Awesome
PINT
Pint is a PIN tool that exposes the PIN API to lua scripts. Pint runs on 64 bit Ubuntu and 32 bit Windows XP, it should run on 32 bit Ubuntu and 64 bit XP as well but this is yet untested.
PIN is a dynamic instrumentation engine developed by Intel. Basically, it is a JIT compiler for binaries. It will disassemble the binary, one basic block at a time, and recompile it with additional instructions inserted at arbitrary positions. Pint makes it possible to add lua code at this point.
Installation
Under Windows
Make sure you have VC++2010 installed. Install cygwin and install the following packages: ruby, patch, wget, unzip Add C:\cygwin\bin to the %PATH% environment variable. Open a VC++ console. Move to your preferred directory and run:
git clone "https://github.com/hexgolems/pint"
cd pint
ruby make.rb setup
The setup target will download pin & lua, apply patches where necessary and
build Pint. The final pintool is called runner.dll
.
You can then run your lua script with:
pin.exe -t runner.dll -s path/to/scrip -- binary_to_instrument.exe args for exe
Under Ubuntu
Make sure you use ruby1.9 and have git installed and then run:
git clone "https://github.com/hexgolems/pint"
cd pint
ruby make.rb setup
The setup target will download pin & lua, apply patches where necessary and
build Pint. The final pintool is called runner.so
.
You can then run your lua script with:
./pin/pin -injection child -t runner.so -s path/to/scrip -- /path/to/binary_to_instrument args for prog
Usage
Most of the original PIN functions are wrapped to lua. Names are changed
slightly: INS_IsSomeThing(INS a)
becomes Ins.is_some_thing(a)
alternatively
given an variable a
containing an INS
one can write a:is_some_thing()
.
Example: Extract Call Graphs
Use-case: You have a C++ program with a load of virtual function calls and you would like to extract all the targets of any dynamic jump (maybe you can use this to annotate you code in IDA or SchemDBG). Then you will have to register a callback for every newly assembled instruction. This callback will test if the new instruction is a call/jmp with an unknown target. If so, it will add another callback that logs the target of the call / jump.
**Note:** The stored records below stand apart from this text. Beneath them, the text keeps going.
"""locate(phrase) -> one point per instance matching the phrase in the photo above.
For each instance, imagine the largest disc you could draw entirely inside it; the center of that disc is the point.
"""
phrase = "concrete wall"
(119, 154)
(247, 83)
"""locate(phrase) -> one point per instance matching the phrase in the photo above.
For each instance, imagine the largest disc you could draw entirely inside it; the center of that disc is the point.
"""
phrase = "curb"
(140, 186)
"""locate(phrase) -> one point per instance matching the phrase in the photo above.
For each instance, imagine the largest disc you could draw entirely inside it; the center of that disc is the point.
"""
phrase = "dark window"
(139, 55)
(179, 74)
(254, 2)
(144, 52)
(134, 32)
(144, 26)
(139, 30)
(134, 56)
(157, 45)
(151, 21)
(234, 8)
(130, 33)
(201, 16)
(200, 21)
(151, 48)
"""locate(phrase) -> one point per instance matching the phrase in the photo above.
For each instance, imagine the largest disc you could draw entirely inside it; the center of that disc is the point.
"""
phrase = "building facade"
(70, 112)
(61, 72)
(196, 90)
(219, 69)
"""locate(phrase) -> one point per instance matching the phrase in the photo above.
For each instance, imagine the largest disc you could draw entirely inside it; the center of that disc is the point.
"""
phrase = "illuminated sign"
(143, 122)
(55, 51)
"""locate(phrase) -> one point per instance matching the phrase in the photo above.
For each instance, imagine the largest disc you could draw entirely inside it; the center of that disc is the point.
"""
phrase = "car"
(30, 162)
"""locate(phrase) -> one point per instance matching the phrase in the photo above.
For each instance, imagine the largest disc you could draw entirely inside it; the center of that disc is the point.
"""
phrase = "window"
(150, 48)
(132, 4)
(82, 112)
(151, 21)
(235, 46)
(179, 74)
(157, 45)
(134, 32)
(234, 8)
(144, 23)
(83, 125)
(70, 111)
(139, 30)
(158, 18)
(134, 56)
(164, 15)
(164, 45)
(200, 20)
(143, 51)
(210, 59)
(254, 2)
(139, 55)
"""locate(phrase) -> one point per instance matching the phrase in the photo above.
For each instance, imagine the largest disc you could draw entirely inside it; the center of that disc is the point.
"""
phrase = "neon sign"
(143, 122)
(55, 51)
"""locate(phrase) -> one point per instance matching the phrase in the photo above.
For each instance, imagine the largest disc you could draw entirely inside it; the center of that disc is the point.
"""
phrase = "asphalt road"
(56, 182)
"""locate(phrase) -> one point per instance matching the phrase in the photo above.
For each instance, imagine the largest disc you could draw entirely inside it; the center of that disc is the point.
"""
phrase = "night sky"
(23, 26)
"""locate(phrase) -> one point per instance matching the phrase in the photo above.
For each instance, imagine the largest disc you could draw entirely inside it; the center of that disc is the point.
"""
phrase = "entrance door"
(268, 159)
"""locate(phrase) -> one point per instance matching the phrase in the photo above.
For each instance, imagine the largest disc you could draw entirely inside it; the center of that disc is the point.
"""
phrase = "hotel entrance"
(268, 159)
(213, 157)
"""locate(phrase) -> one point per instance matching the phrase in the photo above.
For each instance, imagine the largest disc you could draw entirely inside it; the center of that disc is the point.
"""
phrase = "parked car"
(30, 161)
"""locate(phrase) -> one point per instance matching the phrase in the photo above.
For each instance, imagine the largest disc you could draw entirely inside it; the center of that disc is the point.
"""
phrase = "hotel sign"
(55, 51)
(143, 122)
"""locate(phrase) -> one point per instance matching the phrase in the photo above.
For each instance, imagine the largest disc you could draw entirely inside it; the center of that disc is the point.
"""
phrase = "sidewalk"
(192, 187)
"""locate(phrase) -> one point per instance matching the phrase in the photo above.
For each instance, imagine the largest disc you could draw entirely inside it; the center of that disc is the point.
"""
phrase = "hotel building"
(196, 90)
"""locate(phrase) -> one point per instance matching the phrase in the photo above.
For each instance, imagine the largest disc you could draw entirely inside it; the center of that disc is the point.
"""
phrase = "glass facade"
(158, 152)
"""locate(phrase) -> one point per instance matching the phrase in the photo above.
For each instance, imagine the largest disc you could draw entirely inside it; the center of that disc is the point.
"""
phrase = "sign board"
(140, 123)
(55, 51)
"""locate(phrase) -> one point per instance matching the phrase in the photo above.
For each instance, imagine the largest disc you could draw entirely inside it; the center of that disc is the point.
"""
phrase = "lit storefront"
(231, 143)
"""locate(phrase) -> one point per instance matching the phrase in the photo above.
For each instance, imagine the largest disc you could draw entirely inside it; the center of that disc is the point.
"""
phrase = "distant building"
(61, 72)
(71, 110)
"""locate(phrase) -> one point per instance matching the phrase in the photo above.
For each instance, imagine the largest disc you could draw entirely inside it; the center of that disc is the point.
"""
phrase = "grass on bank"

To begin with, we include a small lib with helper functions:
require("src.lib")
Then we need a table that stores all from
, to
pairs. We create a new global variable for that:
jmps = {}
The next step is to create a function that is called once for every instruction that we recompile:
function callback_ins(ins)
--do something with the instruction
end
CB.instruction(callback_ins)
Now we need to create a callback function that is called if the given instruction is executed. It will take a from
-address, a target and a boolean indicating if the jump was taken. We add the form
, to
pair to our mapping.
function callback_jmp(from, to, was_taken)
if was_taken then
jmps[from] = jmps[from] or {}
jmps[from][to] = true
end
end
Now we need to add the newly created callback to all instructions that interests us. To do so we will test if the given instruction is a indirect call or jump (e.G. the target is determined at runtime). Then we add our callback to the instruction. To do so we first need to create a so called TypedCallback. A TypedCallback is an object that knows which values pin needs to pass to the callback.
jcall = TypedCallback.new("IARG_INST_PTR","IARG_BRANCH_TARGET_ADDR", "IARG_BRANCH_TAKEN", callback_jmp)
function callback_ins(ins)
if ins:is_indirect_branch_or_call() then
ins:add_callback( jcall,"BEFORE")
end
end
To wrap things up, we need to add a function that will be called upon the debugee exiting. This function will print the list pairs to stdout. Note that this will only properly work under Linux. Under windows the output will be printed into a log file since the process will close STDOUT/STDIN when exiting. Under Linux this was fixed by duping the fds. Under Windows we only reopen some log files as STDOUT/STDERR.
function at_exit(status)
for addr, targets in pairs(jmps) do
for target, _ in pairs(targets) do
print( hex(addr),"-->", hex(target))
end
end
end
Thus the entire code for extracting a list of all call/jmp targets is just 28 lines of lua. Additional samples can be found in src/tools
require("src.lib")
jmps = {}
function callback_jmp(from, to, was_taken)
if was_taken then
jmps[from] = jmps[from] or {}
jmps[from][to] = true
end
end
jcall = TypedCallback.new("IARG_INST_PTR","IARG_BRANCH_TARGET_ADDR", "IARG_BRANCH_TAKEN", callback_jmp)
function callback_ins(ins)
if ins:is_indirect_branch_or_call() then
ins:add_callback( jcall,"BEFORE")
end
end
CB.instruction(callback_ins)
function at_exit(status)
for addr, targets in pairs(jmps) do
for target, _ in pairs(targets) do
print( hex(addr),"-->", hex(target))
end
end
end
Example: Extract Used Strings
You have some binary and wonder "what strings does it use". Unfortunately, the strings
tool doesn't show any. Maybe the binary contains encrypted/ziped strings? This example shows a tool that will monitor byte size reads to the memory and log any string found. The setup is pretty much the same as in the previous example: There is a callback that gets called once for every new instruction. It checks if the instruction reads one byte from memory, if so an callback is added to this instruction. The callback will peek at the memory address read from, determine if there is a printable string at the given address and if so log the string and the current IP. During runtime, all newly encountered strings are printed to STDOUT, and a precise listing of (address, strings) strings pairs will be printed at_exit
require("src.lib")
print("This tool will take some time")
-- This function checks if all characters in the given string are printable
-- It returns true if so, false otherwise
function is_printable(str)
if not str then
return str
end
for c in str:gmatch"." do
b = c:byte(1)
if b <8 or b > 127 then
return false
end
end
return true
end
-- table containing string => address that this string was used from mappings
strings = {}
-- This function will use Helper.read_mem(addr, length) to read a string from memory.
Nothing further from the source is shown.